There have nevertheless been magical evenings when everything at least seemed perfect. A few times reading haikus. For example when I went to the Porirua cultural centre in New Zealand to read my longer poems – “Dusk in the snowfields” (“Hämarus lumeväljadel”), “fish livers lie scattered on the ground” (“Põrandale on loobitud kalade maksad”) etc. Suddenly I perceived that the weather, people’s mood and the acoustics of the hall require haikus. I quickly changed my plans and the result was marvellous. My Swedish colleague Karin Bellmann said that the listeners were spellbound. The audience was not very numerous but everybody had a keen perception of poetry.

I experienced something similar at Tartu Music School while reading haikus. People were wonderful and the musical interludes suited the poems beautifully.

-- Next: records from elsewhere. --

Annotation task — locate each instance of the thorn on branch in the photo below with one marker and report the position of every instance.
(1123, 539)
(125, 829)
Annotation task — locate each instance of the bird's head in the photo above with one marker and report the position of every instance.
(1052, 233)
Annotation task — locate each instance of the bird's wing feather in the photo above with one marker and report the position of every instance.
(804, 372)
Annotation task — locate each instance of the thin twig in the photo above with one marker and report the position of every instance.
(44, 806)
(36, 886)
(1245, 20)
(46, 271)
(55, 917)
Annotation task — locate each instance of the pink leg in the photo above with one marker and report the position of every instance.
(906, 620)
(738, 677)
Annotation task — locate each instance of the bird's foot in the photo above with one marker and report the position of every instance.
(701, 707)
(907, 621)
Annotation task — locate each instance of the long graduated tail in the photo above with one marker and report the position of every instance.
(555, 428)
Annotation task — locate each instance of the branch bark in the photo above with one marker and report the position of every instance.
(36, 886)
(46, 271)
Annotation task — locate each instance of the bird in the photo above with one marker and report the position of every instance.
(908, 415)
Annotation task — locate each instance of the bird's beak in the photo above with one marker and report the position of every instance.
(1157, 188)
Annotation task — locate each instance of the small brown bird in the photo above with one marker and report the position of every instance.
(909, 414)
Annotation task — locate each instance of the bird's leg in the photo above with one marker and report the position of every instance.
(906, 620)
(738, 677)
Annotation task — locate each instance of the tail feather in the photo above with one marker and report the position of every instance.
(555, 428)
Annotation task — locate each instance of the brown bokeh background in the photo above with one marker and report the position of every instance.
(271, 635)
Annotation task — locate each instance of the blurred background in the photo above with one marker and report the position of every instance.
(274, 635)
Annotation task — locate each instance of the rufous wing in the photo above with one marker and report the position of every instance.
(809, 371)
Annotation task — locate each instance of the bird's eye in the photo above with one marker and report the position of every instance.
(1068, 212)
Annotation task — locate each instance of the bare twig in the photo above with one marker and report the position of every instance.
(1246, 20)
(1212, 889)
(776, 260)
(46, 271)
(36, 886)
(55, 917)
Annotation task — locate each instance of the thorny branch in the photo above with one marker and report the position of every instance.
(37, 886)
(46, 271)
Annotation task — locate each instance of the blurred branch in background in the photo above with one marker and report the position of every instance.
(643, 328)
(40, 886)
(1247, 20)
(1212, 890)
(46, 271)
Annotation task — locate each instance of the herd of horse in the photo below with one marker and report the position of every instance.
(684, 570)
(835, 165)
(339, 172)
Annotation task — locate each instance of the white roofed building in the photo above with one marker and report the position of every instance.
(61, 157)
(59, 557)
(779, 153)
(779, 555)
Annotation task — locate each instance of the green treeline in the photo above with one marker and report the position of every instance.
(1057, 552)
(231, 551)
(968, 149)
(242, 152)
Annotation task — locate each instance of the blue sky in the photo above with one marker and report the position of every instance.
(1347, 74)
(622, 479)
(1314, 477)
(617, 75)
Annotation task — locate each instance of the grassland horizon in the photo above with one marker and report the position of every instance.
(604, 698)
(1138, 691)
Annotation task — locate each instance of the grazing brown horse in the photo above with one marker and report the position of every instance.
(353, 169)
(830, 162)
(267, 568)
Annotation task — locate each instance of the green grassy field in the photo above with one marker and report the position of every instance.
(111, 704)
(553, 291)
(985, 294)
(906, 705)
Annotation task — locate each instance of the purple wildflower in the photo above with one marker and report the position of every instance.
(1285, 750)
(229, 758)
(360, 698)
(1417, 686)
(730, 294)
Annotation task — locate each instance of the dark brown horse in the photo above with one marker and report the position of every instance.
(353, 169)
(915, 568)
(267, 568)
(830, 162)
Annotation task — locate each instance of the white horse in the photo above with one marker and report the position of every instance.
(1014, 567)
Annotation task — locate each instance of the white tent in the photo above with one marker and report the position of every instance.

I performed to huge audiences in the Latin-American city Medellin, the former drug capital of Colombia, and at the Struga festival in Macedonia. The final reading at Struga took place on a few dozen metres high river bridge. The listeners were under the bridge in boats or on both riverbanks, altogether 15,000 people. It was like a song festival. It was a great thrill to read on the bridge into enormous loudspeakers, although it was not very likely that the audience who was guzzling beer or coca-cola actually perceived the finer points in the poems. Huge masses and powerful effects cannot really make a poetry event perfect.

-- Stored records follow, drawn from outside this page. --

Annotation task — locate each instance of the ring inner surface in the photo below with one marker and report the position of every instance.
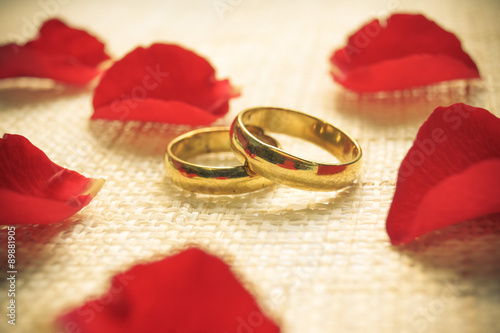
(305, 127)
(201, 143)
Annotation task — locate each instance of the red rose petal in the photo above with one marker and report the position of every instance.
(450, 174)
(34, 190)
(59, 52)
(409, 51)
(162, 83)
(188, 292)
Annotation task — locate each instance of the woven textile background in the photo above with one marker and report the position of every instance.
(317, 262)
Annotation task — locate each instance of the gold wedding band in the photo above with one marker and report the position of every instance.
(207, 179)
(281, 167)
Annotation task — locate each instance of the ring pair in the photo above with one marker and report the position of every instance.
(264, 162)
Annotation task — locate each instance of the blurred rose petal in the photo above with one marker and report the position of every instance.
(188, 292)
(162, 83)
(450, 174)
(409, 51)
(34, 190)
(59, 52)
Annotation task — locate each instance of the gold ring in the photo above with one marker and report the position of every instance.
(281, 167)
(206, 179)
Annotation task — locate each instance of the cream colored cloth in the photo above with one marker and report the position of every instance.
(317, 262)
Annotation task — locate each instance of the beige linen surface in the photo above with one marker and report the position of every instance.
(317, 262)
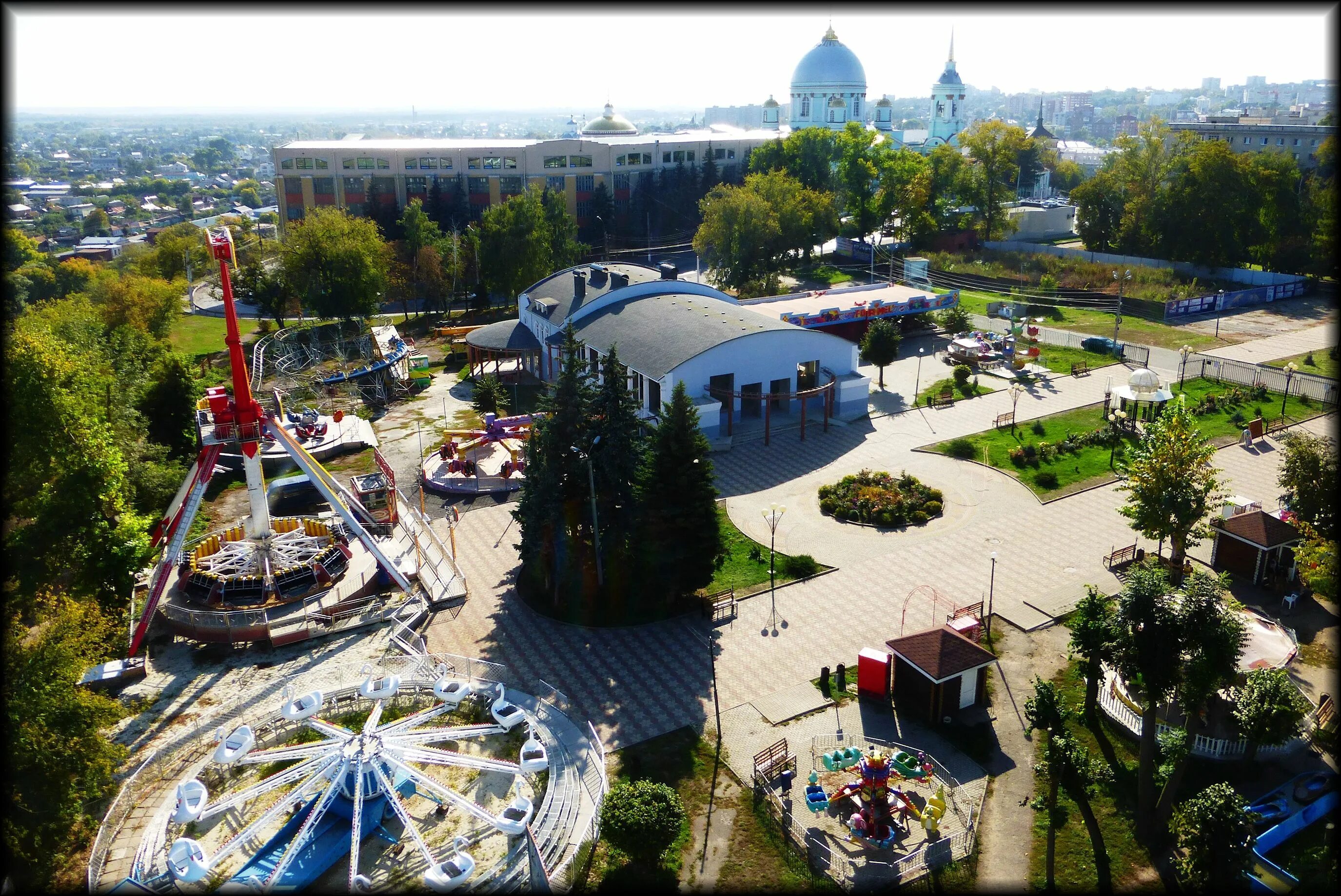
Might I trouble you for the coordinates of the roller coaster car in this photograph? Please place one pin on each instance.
(534, 758)
(235, 746)
(514, 818)
(191, 801)
(187, 861)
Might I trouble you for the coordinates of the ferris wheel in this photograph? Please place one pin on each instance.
(329, 789)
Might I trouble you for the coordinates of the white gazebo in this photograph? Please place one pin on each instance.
(1143, 388)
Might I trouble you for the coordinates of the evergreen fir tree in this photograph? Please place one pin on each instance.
(617, 459)
(679, 537)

What are the charms of your hometown Rapla?

There is the Raikküla Pakamägi Hill nearby where the ancient Estonian county elders had their meetings in the 12-13th centuries to make important decisions. The bogs and marshes now have proper pathways for walking where I have taken fellow poets, let alone my family. The small town doesn’t really have very much to offer by way of sightseeing, but it is comfortable and cosy nevertheless.

In your younger years you lived for awhile in north-western Siberia among the Selkup (Ostyak-Samoyed) people. What did you learn from that ancient nation?

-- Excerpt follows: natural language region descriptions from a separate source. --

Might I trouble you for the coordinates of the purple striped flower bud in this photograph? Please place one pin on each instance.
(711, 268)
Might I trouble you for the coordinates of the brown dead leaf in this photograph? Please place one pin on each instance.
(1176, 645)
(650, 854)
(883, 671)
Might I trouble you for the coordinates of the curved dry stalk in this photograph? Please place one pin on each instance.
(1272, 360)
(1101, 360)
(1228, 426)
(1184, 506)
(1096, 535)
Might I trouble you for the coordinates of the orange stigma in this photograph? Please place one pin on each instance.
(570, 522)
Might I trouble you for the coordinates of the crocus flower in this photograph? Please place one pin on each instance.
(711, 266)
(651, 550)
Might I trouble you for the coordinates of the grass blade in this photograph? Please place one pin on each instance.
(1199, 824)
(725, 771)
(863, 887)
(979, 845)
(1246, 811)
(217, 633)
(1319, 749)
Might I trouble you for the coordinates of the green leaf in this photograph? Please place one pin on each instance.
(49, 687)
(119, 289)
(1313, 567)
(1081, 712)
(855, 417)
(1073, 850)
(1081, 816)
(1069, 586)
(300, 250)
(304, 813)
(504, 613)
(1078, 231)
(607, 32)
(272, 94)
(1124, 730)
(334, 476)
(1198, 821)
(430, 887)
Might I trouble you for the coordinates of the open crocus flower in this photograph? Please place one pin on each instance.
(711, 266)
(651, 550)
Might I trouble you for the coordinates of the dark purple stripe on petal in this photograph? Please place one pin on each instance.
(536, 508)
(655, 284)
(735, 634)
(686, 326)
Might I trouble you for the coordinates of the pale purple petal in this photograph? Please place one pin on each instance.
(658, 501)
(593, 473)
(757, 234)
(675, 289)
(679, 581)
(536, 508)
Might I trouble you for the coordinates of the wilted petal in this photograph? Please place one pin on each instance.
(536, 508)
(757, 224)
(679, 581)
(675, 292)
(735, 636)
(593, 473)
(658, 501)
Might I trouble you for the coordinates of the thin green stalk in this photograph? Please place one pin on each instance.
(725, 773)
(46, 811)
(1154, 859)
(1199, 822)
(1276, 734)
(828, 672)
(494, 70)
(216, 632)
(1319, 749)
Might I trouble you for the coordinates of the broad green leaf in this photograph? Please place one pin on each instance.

I learned that a sense of art can be universal. Every hunter must also be a composer. He must have his Own Song – onäk kojmõ. He sings this song when he harnesses his elks and sets off for a hunt and when he returns. Each time he improvises new words to his tune, describing what he just achieved, saw or felt. Every woman can embroider national ornaments on fur garments. I understood more clearly there that creative self-fulfilment is important to every person and every society. At the same time the Selkups are a dying breed, in the direct sense of the word. Tuberculosis, alcohol and Russian colonialism have done their damage.

Please write a poem about the present moment.

The day is nightblind.
Only a raindrop glows
On the dark windowglass.


deep, below ground, breathe
birds
buried in dirt
if you dust one clean
her cornflower plumage
will luminously shine
such birds are
moose beetle swallows
ultramarine mole-eagles
with these birds
estonians play at being cherokees
cherokees play at being estonians
but these birds will allow
only the indigenous
to pluck their feathers so blue
we estonians and cherokees hail
from the land of tricoloured dogs
and underground birds

but where are we headed

HEART

A tram with frosted windows, on its metal bench
A man left behind his warm, moist heart
And stepped off at Juurdeveo.
In place of blood it now pumped
Fetid air of a city tram, laced with microbes of flu.
The tram, driven by a deep-frozen bunch of grapes
Was reaching Tondi
Another tram came from the opposite direction
Driven by a winefly.

The man without a heart arrived at work
Swinging his briefcase,
And devoured his secretary.

   
   

SIXEYED

I am a man with six eyes
dreaming three dreams at once

each more heartfelt than the next

behind a shop in vommorski
russians guzzled beer

they said
that in Estonia even
the dogs were blue black and white

Estonia
land of the tri-coloured dogs,
one declaimed

The others nodded in agreement.

I am Andres Ehin. In my boyhood I wanted to become a geographer or a paleontologe, but really I became a poet. At Soviet time I swam all the time against the stream. Not anymore, but nevertheless I am not a mainstreamer.